I called the attorney’s office in Oregon and they said they would probably issue a “non-acquiescence” which means they just don’t agree with the court. The case is allowed an appeal so we will wait to see. I have even provided another Federal case that decided the same 🙂

Federal Case from 2014

Oregon Case

Federal Case in Appeals

State Tax Residency Cases-Indiana Style

The title is a bit misleading and purposeful as this really doesn’t add to the body of knowledge for state tax residency rules. However, it reinforces the basis by which most states determine tax residency.

State tax residency is important as the state where an individual keeps their legal domicile is the state that has a right to tax global/worldwide income earned by the taxpayer. The more common term to describe this relationship is a Permanent Residence. This is different from the concept of a Tax Home that determines from where an individual has travel related expenses that are either deductible or that they can receive reimbursements for on tax-free basis. .

Many of our clients deal with Permanent Residence issues either because they are moving, staying too long in one state or the state wants to take an aggressive tone toward some relationship that the client has to a state.

In these 2 Indiana state tax cases, one positive for the taxpayer and the other negative, the same common benchmarks were used to determine whether the taxpayers had a domicile in Indiana. These benchmarks are common to most states:

1) Purchasing or renting residential property
2) Registering to vote
3) Seeking elective office
4) Filing a resident state income tax return or complying with the homestead laws of a state
5) Receiving public assistance
6) Titling and registering a motor vehicle (Drivers Licenses)
7) Preparing a new last will and testament which includes the state of domicile.

Item 6 is very important as you will see in the two cases that are linked below:

In the first case, entitled “negative”, the taxpayer was a physician that moved to Louisiana to take a permanent job, however, he continued to use his ex-spouses address in Indiana for license, registration and insurance purposes.  Most states treat residency similar to a flight on an airplane-when you take off, the wheels no longer touch the ground and when you land the wheels touch the ground in the new location.
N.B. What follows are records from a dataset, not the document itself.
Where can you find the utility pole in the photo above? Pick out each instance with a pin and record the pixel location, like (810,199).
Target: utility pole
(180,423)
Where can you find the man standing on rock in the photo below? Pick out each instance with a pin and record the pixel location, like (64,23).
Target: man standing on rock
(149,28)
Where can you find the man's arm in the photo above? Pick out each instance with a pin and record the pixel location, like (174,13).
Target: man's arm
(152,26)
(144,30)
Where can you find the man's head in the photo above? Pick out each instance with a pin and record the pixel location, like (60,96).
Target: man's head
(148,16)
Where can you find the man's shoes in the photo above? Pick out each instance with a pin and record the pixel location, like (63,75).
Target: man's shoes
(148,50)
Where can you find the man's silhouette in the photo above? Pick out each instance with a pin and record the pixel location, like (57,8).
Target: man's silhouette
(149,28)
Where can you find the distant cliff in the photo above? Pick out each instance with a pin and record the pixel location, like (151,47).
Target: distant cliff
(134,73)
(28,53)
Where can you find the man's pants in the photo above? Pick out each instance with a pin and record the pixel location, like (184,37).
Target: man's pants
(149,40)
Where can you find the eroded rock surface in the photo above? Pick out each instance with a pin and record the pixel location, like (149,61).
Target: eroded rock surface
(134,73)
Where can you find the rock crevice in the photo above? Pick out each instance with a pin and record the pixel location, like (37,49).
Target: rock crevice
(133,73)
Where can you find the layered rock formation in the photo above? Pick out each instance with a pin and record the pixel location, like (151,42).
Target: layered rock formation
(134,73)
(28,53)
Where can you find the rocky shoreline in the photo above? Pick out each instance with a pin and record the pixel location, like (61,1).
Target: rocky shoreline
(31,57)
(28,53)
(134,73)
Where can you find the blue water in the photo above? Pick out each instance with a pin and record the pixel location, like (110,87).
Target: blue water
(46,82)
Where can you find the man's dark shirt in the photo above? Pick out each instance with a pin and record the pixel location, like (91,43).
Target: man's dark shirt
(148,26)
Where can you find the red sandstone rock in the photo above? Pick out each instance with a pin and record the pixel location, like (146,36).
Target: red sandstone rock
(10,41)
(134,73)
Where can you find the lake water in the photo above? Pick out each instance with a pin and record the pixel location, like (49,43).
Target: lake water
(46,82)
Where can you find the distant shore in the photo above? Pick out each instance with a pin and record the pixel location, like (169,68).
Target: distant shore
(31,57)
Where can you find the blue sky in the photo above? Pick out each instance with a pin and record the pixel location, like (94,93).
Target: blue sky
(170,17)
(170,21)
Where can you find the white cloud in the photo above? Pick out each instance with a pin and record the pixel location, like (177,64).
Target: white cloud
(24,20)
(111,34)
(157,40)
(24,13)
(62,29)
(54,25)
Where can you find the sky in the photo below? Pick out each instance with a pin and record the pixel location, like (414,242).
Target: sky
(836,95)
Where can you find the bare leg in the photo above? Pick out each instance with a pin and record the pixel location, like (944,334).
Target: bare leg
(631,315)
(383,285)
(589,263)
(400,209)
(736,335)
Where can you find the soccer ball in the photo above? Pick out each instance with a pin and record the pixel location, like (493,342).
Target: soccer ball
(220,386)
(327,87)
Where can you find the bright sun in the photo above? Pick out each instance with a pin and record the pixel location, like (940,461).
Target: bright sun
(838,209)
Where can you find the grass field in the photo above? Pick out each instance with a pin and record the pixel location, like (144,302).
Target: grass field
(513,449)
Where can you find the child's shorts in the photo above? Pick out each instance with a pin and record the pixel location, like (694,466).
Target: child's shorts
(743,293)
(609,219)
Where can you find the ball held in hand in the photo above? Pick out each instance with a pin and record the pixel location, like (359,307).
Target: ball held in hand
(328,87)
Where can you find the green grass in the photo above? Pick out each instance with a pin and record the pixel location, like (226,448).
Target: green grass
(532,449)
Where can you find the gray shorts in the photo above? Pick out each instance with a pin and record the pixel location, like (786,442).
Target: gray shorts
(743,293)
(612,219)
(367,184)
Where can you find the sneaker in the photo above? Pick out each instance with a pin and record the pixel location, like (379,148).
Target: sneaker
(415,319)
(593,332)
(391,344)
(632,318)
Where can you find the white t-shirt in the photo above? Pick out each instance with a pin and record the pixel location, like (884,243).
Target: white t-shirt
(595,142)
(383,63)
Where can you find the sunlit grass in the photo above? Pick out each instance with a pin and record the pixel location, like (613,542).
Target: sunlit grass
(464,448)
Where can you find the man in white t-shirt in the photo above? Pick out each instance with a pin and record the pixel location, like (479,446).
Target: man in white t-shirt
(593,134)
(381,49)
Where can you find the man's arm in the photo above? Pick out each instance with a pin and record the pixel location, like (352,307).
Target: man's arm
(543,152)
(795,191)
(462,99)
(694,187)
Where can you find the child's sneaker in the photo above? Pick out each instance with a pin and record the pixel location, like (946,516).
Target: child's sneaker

When one moves and changes their domicile they are expected to sever all residential ties so that their affairs no longer touch the old state. Additionally they are expected to establish ties in the new state to replace the ones that were severed in the old state. You cannot just take off, you have to land as well. Similar to this case, the taxpayer took off but never landed as he continued to maintain his Indiana residential and legal ties.

2016-indiana-residence-case-negative

In the second case that was decided for the taxpayer, a couple moved from Florida to Indiana, however the wife came first and the husband came a year later. Generally, most states expect spouses to move together which is most likely the reason that Indiana Department of Revenue expected the couple to file joint returns as residents Indiana in the wife’s first year of residence. However, in this case, the husband remained in Florida working at his full-time job and did not change his legal ties  – his driver’s license and car registration,  until he moved to Indiana. The wife was correctly judged to be a part year resident of Indiana in year one, and the husband a part year resident of Indiana beginning in year two.

2016-indiana-residence-case-positive

Take Away

One of the most common misconceptions among mobile professionals is that they are only taxed in whatever state they work. That is not the case. An individual is taxed on their worldwide income by the state in which they are domiciled-where they maintain their permanent residence. They are also taxed by the work state on income earned within their borders. However, to relieve the possibility of double taxation, the home state will generally credit the taxpayer for taxes paid to other states on the same income.

The final take away is simply the power of the state to impose tax on all income an individual earns if they continue to maintain their legal ties to that state. Simply taking another job in another state doesn’t change the equation. The ties to the old state must be severed and at the same time, ties to the new state must be established.